Se il “Piano Scuola 4.0” è basato su certezze granitiche, il suo autore, il Ministero dell’Istruzione e del Merito, sembra invece vacillare.

Il titolare pro tempore del dicastero, professor Giuseppe Valditara, il 20 dicembre scorso ha infatti inviato a tutte le scuole d’Italia una circolare che, nel ribadire il divieto di utilizzo dei dispositivi informatici in classe, allega un documento elaborato dalla Settima Commissione permanente del Senato nella scorsa legislatura, dal titolo «Sull’impatto del digitale sugli studenti, con particolare riferimento ai processi di apprendimento». Questo documento, approvato dalla Commissione all’unanimità, denuncia non soltanto i danni fisici e psicologici che l’uso/abuso degli strumenti digitali causa ai più giovani, ma anche l’indebolimento di quelle facoltà mentali essenziali che si riassumono nella parola “intelligenza”. «Dal ciclo delle audizioni svolte e dalle documentazioni acquisite – si legge nella relazione – non sono emerse evidenze scientifiche sull’efficacia del digitale applicato all’insegnamento. Anzi, tutte le ricerche scientifiche internazionali citate dimostrano, numeri alla mano, il contrario».

In definitiva, lo stesso ministero che col “Piano Scuola 4.0” impone alle scuole la didattica digitale sulla base di un generico richiamo a una presunta ricerca scientifica, le mette in guardia dagli effetti della didattica digitale diffondendovi un vigoroso allarme basato su ampia e documentata ricerca scientifica (letteratura internazionale e audizione di esperti).

Intanto, gli appetiti formidabili che hanno ispirato il PNRR temono che lo stridio di questa patente contraddizione induca ripensamenti; perciò depongono l’entusiasmo rumoroso di cui si compiace il “Piano Scuola 4.0” e affidano l’avvento della transizione digitale nella scuola alla silenziosa iniziativa dei Dirigenti Scolastici e alla passività dei docenti e dei genitori.

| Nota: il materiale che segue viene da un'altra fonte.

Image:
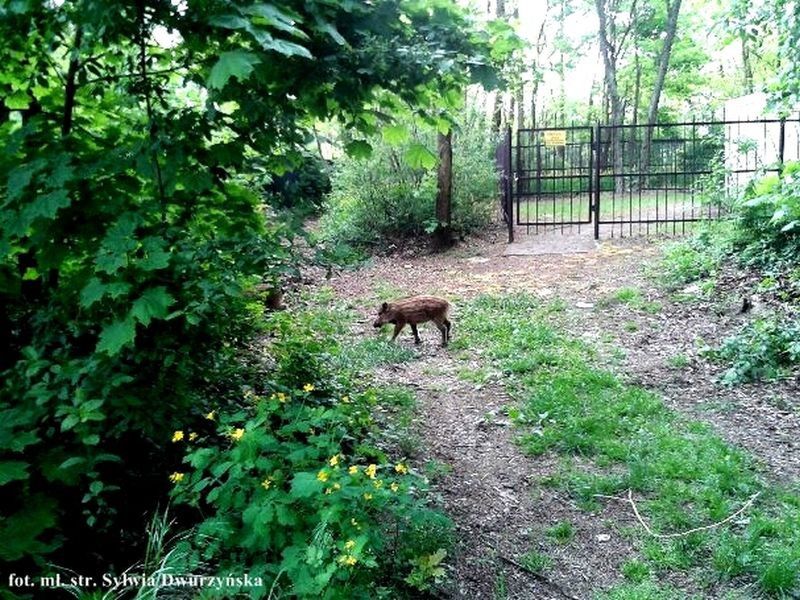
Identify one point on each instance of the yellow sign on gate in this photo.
(556, 137)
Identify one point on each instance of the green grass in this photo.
(633, 298)
(536, 562)
(613, 437)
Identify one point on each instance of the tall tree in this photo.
(673, 9)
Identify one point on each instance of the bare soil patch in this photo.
(491, 489)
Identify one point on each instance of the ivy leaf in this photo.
(152, 304)
(358, 149)
(419, 157)
(237, 64)
(116, 335)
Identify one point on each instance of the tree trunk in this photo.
(747, 66)
(658, 86)
(497, 112)
(610, 63)
(444, 190)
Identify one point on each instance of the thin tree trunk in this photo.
(661, 73)
(497, 112)
(444, 190)
(747, 66)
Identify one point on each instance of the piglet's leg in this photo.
(443, 329)
(398, 327)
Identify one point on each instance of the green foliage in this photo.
(130, 229)
(392, 193)
(301, 190)
(694, 259)
(536, 562)
(768, 220)
(766, 348)
(614, 437)
(296, 485)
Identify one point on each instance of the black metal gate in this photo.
(636, 179)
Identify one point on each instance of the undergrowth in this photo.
(616, 437)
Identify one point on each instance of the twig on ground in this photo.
(536, 575)
(663, 536)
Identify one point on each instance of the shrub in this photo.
(761, 350)
(384, 195)
(302, 189)
(768, 219)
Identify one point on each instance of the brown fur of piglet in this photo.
(413, 311)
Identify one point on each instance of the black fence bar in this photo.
(665, 176)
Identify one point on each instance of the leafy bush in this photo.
(393, 191)
(761, 350)
(768, 219)
(297, 489)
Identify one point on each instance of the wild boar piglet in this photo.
(413, 311)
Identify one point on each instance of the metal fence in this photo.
(636, 179)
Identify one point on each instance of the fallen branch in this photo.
(663, 536)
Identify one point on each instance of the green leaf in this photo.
(92, 292)
(155, 257)
(152, 304)
(237, 64)
(358, 149)
(287, 48)
(395, 134)
(116, 335)
(19, 100)
(12, 470)
(419, 157)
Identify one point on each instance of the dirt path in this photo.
(491, 489)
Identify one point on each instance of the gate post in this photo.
(596, 175)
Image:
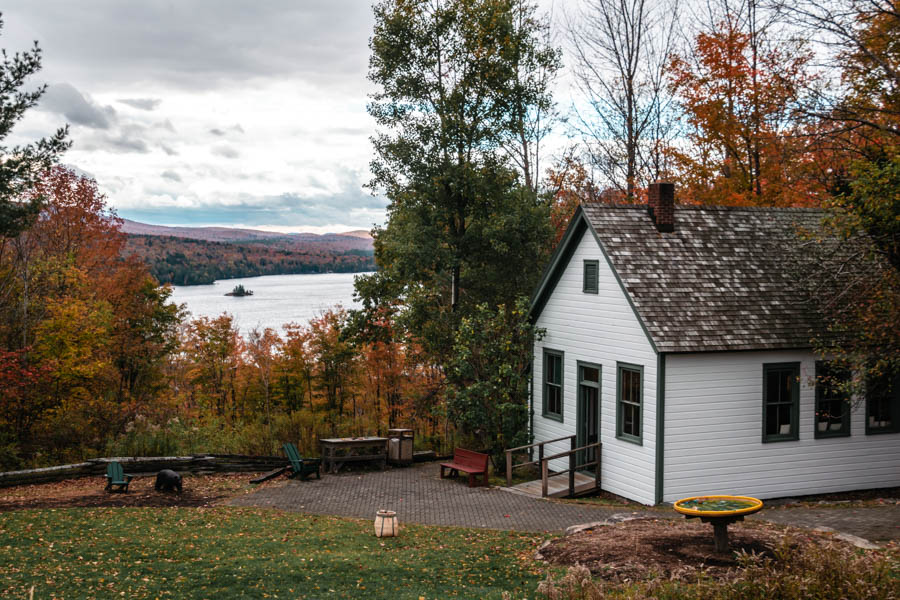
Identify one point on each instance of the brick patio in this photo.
(420, 496)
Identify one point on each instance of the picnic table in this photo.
(338, 451)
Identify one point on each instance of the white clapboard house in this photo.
(678, 338)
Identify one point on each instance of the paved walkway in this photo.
(872, 523)
(420, 496)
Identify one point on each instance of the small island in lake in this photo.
(240, 290)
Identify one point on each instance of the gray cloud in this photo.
(202, 44)
(64, 99)
(225, 151)
(141, 103)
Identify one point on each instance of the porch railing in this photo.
(539, 445)
(543, 462)
(573, 467)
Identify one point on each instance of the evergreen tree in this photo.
(21, 166)
(458, 81)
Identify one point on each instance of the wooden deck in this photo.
(557, 486)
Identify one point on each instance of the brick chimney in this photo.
(661, 197)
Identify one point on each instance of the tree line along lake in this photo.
(276, 299)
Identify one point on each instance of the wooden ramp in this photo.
(557, 486)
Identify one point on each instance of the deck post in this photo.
(544, 474)
(572, 463)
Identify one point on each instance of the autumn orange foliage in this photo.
(746, 142)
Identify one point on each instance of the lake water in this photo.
(276, 299)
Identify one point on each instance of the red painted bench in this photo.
(473, 463)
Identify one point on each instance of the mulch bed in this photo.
(678, 549)
(198, 490)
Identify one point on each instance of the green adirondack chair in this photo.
(300, 466)
(116, 477)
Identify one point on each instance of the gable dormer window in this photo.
(591, 277)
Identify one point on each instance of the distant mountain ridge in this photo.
(228, 234)
(198, 255)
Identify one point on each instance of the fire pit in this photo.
(720, 511)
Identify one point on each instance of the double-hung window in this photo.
(629, 402)
(591, 277)
(781, 402)
(832, 402)
(553, 378)
(883, 403)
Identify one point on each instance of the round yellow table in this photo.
(721, 511)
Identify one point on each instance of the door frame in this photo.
(580, 437)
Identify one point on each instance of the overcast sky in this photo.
(209, 112)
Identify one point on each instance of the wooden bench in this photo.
(473, 463)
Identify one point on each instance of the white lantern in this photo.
(386, 524)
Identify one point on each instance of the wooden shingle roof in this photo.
(724, 279)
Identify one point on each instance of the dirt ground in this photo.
(197, 490)
(645, 548)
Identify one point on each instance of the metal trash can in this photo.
(400, 442)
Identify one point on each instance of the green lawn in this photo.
(251, 553)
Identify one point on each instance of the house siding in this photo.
(713, 434)
(599, 328)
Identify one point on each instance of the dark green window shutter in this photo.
(591, 276)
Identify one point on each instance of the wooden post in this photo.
(544, 473)
(720, 532)
(572, 464)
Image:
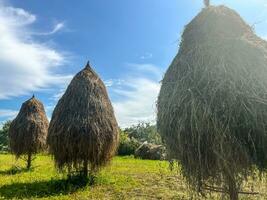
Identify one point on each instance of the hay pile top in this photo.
(83, 127)
(212, 106)
(28, 131)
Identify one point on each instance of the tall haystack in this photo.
(28, 131)
(212, 107)
(83, 131)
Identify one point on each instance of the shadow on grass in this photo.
(40, 189)
(15, 170)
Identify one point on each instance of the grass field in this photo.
(126, 178)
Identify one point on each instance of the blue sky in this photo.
(130, 44)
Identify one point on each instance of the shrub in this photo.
(127, 145)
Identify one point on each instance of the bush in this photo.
(127, 145)
(144, 132)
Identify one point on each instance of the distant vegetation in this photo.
(131, 138)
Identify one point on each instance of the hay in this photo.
(212, 107)
(83, 130)
(28, 131)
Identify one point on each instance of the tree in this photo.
(144, 132)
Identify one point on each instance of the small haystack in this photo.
(83, 130)
(28, 131)
(212, 107)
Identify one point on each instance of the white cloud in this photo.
(146, 56)
(6, 113)
(58, 27)
(25, 64)
(136, 97)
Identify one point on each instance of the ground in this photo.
(125, 178)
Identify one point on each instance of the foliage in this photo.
(4, 141)
(144, 132)
(127, 145)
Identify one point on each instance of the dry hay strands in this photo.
(28, 131)
(212, 110)
(83, 130)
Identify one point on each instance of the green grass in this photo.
(125, 178)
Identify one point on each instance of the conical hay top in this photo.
(83, 125)
(212, 106)
(28, 131)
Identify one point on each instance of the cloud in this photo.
(135, 98)
(25, 64)
(58, 27)
(146, 56)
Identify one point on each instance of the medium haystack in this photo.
(83, 131)
(28, 131)
(212, 107)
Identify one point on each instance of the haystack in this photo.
(83, 131)
(212, 107)
(28, 131)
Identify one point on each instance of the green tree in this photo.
(4, 140)
(144, 132)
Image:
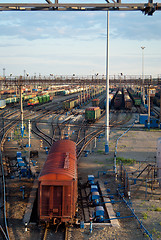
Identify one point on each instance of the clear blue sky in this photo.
(66, 43)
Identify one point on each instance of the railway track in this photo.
(58, 233)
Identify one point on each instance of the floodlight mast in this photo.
(111, 5)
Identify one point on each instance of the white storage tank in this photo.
(158, 158)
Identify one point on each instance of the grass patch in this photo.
(127, 161)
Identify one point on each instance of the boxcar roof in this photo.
(61, 161)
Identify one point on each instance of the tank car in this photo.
(57, 190)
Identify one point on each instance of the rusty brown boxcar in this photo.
(57, 192)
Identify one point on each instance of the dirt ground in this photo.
(138, 144)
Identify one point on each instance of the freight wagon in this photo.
(71, 103)
(57, 189)
(39, 99)
(92, 114)
(135, 98)
(127, 100)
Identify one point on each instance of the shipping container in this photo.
(95, 102)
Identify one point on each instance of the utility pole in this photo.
(143, 88)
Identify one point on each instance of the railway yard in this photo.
(95, 195)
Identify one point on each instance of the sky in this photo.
(67, 43)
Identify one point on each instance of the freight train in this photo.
(57, 189)
(70, 103)
(92, 114)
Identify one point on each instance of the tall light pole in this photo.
(143, 88)
(107, 130)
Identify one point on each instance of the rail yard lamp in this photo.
(143, 89)
(107, 91)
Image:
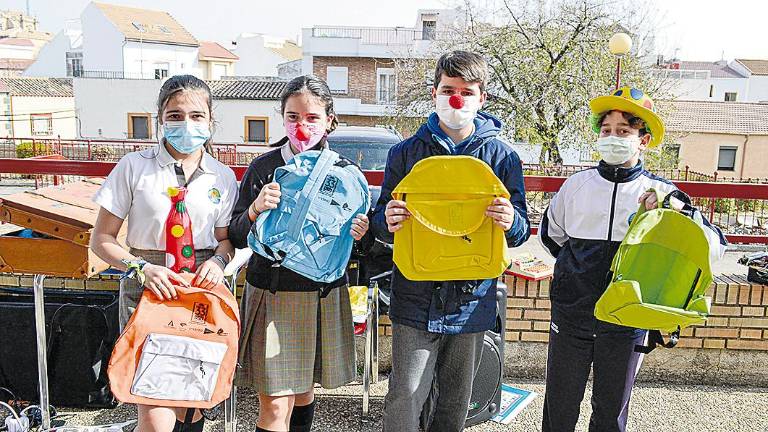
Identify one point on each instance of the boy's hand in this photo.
(502, 212)
(395, 214)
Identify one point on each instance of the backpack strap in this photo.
(655, 339)
(323, 164)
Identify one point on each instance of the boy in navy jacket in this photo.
(438, 327)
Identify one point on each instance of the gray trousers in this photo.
(418, 359)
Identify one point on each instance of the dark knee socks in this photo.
(189, 427)
(301, 418)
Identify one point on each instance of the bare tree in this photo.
(547, 59)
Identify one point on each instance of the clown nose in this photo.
(456, 101)
(302, 133)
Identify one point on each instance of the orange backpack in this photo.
(178, 353)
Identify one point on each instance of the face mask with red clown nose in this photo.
(457, 111)
(304, 136)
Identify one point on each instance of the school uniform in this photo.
(583, 227)
(137, 190)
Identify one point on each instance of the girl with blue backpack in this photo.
(296, 331)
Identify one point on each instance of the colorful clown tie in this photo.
(179, 248)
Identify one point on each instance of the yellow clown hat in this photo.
(633, 101)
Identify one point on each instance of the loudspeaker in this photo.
(486, 387)
(81, 328)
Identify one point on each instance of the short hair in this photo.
(462, 64)
(634, 121)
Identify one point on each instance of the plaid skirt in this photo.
(292, 340)
(130, 290)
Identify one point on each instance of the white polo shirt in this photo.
(137, 188)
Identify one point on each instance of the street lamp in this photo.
(619, 45)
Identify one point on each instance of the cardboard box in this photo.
(62, 218)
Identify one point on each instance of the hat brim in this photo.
(652, 121)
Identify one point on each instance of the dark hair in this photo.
(462, 64)
(181, 83)
(634, 121)
(315, 86)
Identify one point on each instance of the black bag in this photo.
(81, 328)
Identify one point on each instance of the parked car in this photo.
(368, 148)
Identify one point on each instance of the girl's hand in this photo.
(359, 226)
(159, 281)
(209, 274)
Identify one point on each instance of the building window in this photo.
(74, 64)
(726, 160)
(256, 129)
(218, 70)
(139, 126)
(386, 86)
(338, 79)
(428, 30)
(42, 124)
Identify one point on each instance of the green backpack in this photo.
(659, 276)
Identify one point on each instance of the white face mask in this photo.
(457, 118)
(617, 150)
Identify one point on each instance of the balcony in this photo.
(381, 42)
(99, 74)
(365, 102)
(377, 35)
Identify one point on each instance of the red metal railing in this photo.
(112, 150)
(745, 225)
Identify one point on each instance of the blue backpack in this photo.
(308, 232)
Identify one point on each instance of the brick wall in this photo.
(738, 318)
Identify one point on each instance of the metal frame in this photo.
(42, 351)
(371, 361)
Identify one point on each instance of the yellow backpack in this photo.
(448, 236)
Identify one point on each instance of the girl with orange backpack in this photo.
(178, 201)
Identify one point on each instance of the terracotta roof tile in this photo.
(716, 117)
(215, 50)
(246, 89)
(147, 25)
(757, 67)
(16, 42)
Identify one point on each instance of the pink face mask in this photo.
(304, 136)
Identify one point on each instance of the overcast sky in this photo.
(694, 29)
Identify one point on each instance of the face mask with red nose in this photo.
(457, 111)
(304, 136)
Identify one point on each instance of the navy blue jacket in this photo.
(451, 307)
(583, 227)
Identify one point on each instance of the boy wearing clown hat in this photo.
(583, 228)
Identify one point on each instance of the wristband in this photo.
(221, 260)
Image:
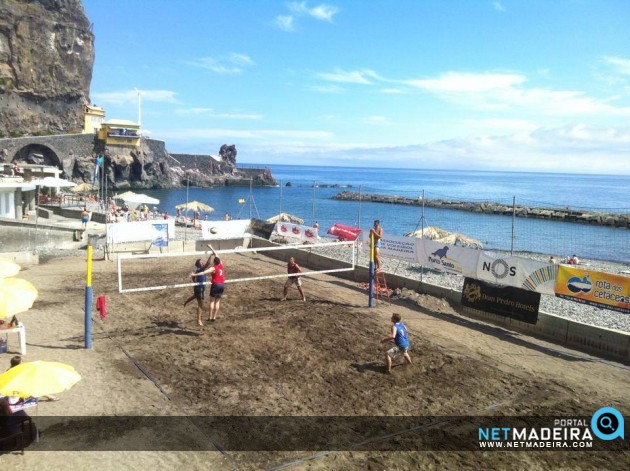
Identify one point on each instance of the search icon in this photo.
(606, 422)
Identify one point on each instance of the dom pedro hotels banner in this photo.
(594, 287)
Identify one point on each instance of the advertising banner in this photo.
(392, 246)
(518, 272)
(507, 301)
(296, 233)
(344, 232)
(138, 231)
(234, 229)
(160, 235)
(447, 258)
(594, 287)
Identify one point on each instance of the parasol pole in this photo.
(186, 216)
(88, 300)
(371, 302)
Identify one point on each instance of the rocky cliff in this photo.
(46, 58)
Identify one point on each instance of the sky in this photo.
(505, 85)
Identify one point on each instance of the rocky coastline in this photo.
(556, 214)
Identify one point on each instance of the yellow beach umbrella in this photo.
(8, 268)
(195, 206)
(16, 295)
(37, 379)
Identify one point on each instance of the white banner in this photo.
(217, 230)
(393, 246)
(519, 272)
(296, 233)
(447, 258)
(138, 231)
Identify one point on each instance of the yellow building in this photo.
(94, 117)
(120, 132)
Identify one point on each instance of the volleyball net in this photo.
(161, 271)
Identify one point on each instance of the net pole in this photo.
(371, 302)
(88, 300)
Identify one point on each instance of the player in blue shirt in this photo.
(200, 288)
(400, 338)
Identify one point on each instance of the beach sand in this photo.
(264, 357)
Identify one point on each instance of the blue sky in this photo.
(534, 85)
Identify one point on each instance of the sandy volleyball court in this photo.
(264, 357)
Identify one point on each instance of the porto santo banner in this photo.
(138, 231)
(160, 235)
(518, 272)
(296, 233)
(392, 246)
(447, 258)
(221, 230)
(594, 287)
(507, 301)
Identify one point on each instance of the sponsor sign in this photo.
(594, 287)
(138, 231)
(393, 246)
(508, 301)
(518, 272)
(344, 232)
(447, 258)
(235, 229)
(160, 235)
(296, 233)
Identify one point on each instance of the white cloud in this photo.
(377, 120)
(363, 77)
(498, 6)
(131, 96)
(459, 82)
(188, 111)
(321, 12)
(622, 65)
(246, 116)
(285, 23)
(327, 89)
(261, 134)
(232, 64)
(507, 92)
(393, 91)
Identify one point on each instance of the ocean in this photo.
(309, 196)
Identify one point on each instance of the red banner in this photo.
(344, 232)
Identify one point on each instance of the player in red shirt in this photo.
(217, 276)
(292, 268)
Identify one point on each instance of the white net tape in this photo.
(181, 265)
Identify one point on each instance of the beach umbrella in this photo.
(285, 217)
(140, 198)
(37, 379)
(53, 182)
(8, 268)
(124, 195)
(83, 187)
(195, 206)
(16, 295)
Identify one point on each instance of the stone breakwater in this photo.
(557, 214)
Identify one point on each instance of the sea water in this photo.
(307, 191)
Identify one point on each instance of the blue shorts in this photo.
(199, 292)
(216, 290)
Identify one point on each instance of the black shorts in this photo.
(199, 292)
(216, 290)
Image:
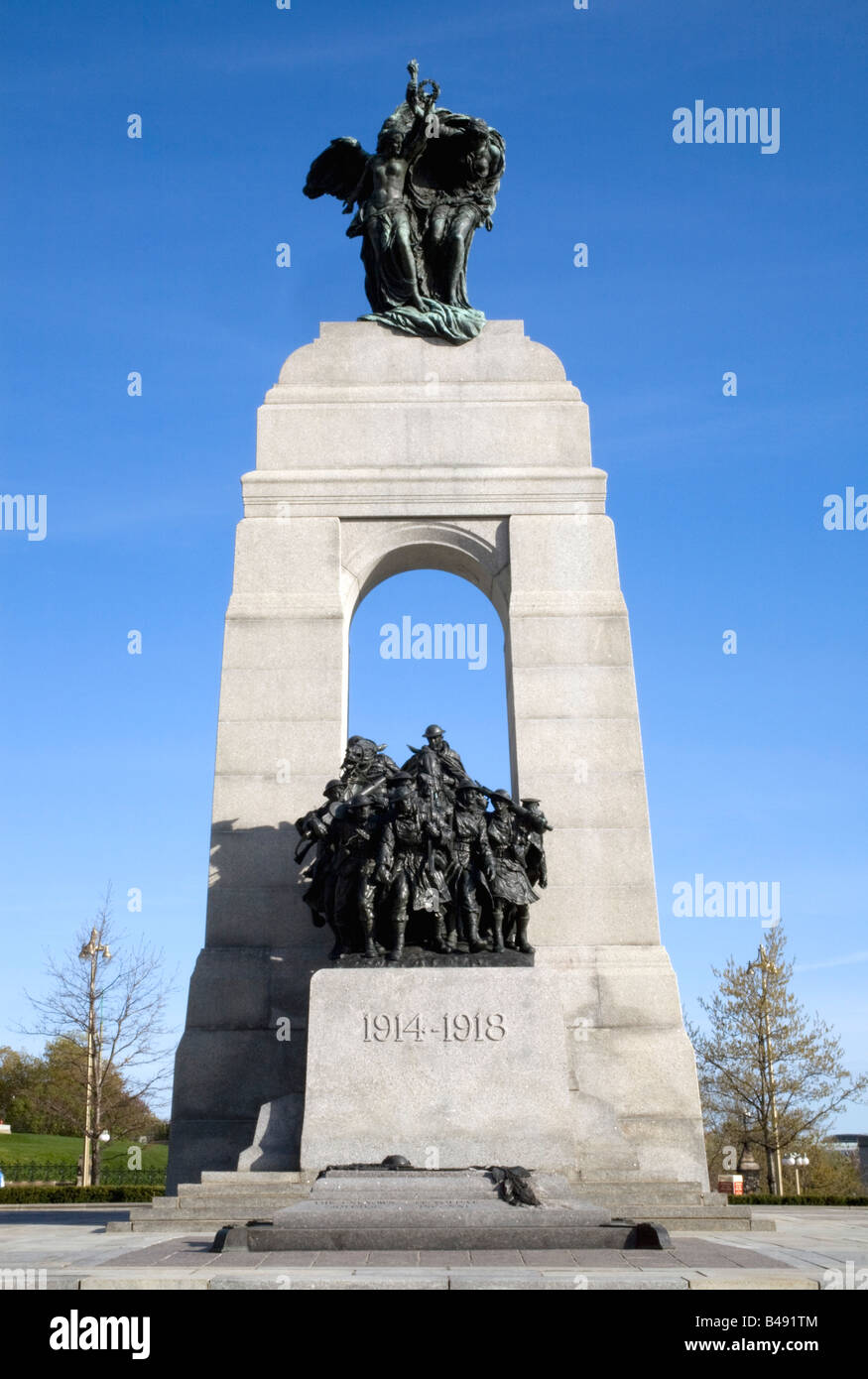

Di fronte alle antinomie del ministero e all’avventatezza di dare realtà a un progetto che rappresenta una micidiale minaccia per i nostri figli e il nostro futuro, occorre rompere il silenzio, occorre svegliarsi dal torpore, occorre che le forze vive della Nazione – docenti, genitori, studenti – reagiscano al pericolo che le scuole diventino meri contenitori di strumenti di dimostrata pericolosità per gli apprendimenti dei nostri figli e dei nostri studenti. Occorre nei Collegi Docenti e nei Consigli di istituto opporsi a viso aperto alle lobby del digitale ed ai progetti di una digitalizzazione malsana della società.

Occorre chiedere a gran voce che le scuole siano liberate da tutte quelle influenze esterne che ne minano il compito fondamentale di istruzione delle giovani generazioni, mettendo invece al primo posto la trasmissione della cultura, la promozione del pensiero critico, il libero esercizio del dubbio.